Il governo serbo ha la rigettato la bozza di accordo per la normalizzazione dei rapporti con il Kosovo proposta dall'Alto rappresentante UE per gli Affari Esteri Catherine Ashton, chiedendo però l'immediata riapertura del processo negoziale con Pristina. Il servizio di Francesco Martino per il Gr di Radio Capodistria [8 aprile 2013]
E' stato un voto all'unanimità quello con cui, ieri sera, l'esecutivo serbo guidato da Ivica Dacic ha detto “no” al possibile accordo col Kosovo tessuto in questi mesi dalla diplomazia dell'Unione europea.
“Non possiamo accettare le soluzioni offerte, perché non garantiscono i diritti umani e la sicurezza dei Serbi che vivono in Kosovo”, ha dichiarato Dacic durante la seduta del governo di Belgrado.

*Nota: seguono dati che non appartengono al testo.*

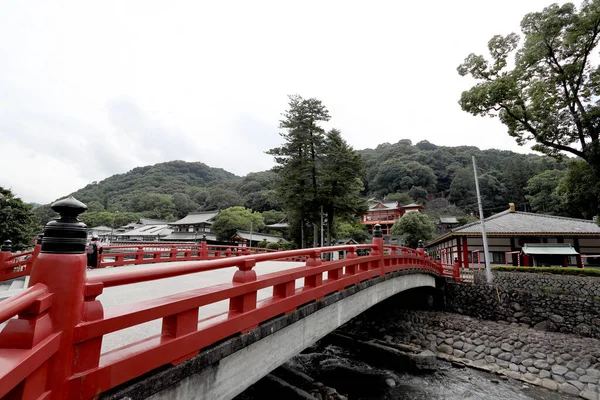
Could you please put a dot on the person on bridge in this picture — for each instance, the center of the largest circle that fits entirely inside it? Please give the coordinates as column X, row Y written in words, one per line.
column 94, row 249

Per poi aggiungere: “Un'intesa di questo genere non è applicabile, e non porterebbe ad una soluzione finale e duratura”. Principale pomo della discordia resta il Kosovo del nord, a maggioranza serba, cui Belgrado vorrebbe garantire larga autonomia.

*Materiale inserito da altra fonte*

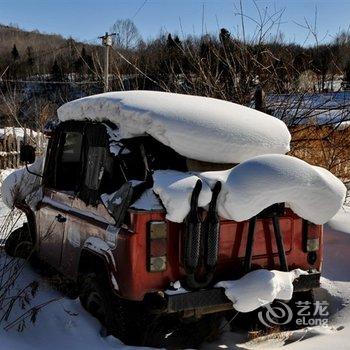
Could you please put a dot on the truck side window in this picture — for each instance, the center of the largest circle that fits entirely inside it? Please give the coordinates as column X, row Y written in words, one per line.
column 69, row 162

Dacic ha però chiesto la riapertura immediata del tavolo negoziale con Pristina, confermando la volontà della Serbia di giungere ad una soluzione di compromesso “attraverso mezzi pacifici”.
Alla notizia, l'Alto rappresentante Catherine Ashton ha espresso disappunto per il no di Belgrado. “Dopo otto round negoziali”, ha dichiarato la Ashton, “sono convinta che tutti gli elementi per giungere ad un accordo siano sul tavolo. Faccio appello alle parti per un ultimo sforzo che porti ad un'intesa, negli interessi di entrambi i popoli”. Voci deluse sono arrivate anche dal governo kosovaro.
Che l'accordo non si sarebbe fatto era apparso evidente dalla mattinata di ieri, quando il vice-premier Aleksandar Vucic, leader del Partito progressista, forza di maggioranza relativa in Serbia, si era espresso apertamente contro.
Ancora nessuna chiarezza sui prossimi sviluppi: con quale formula, come e quando verranno ripresi i negoziati. Nel frattempo, però, la speranza della Serbia di ottenere a breve da Bruxelles una data per l'apertura dei negoziati di adesione all'UE, si fa sempre più flebile.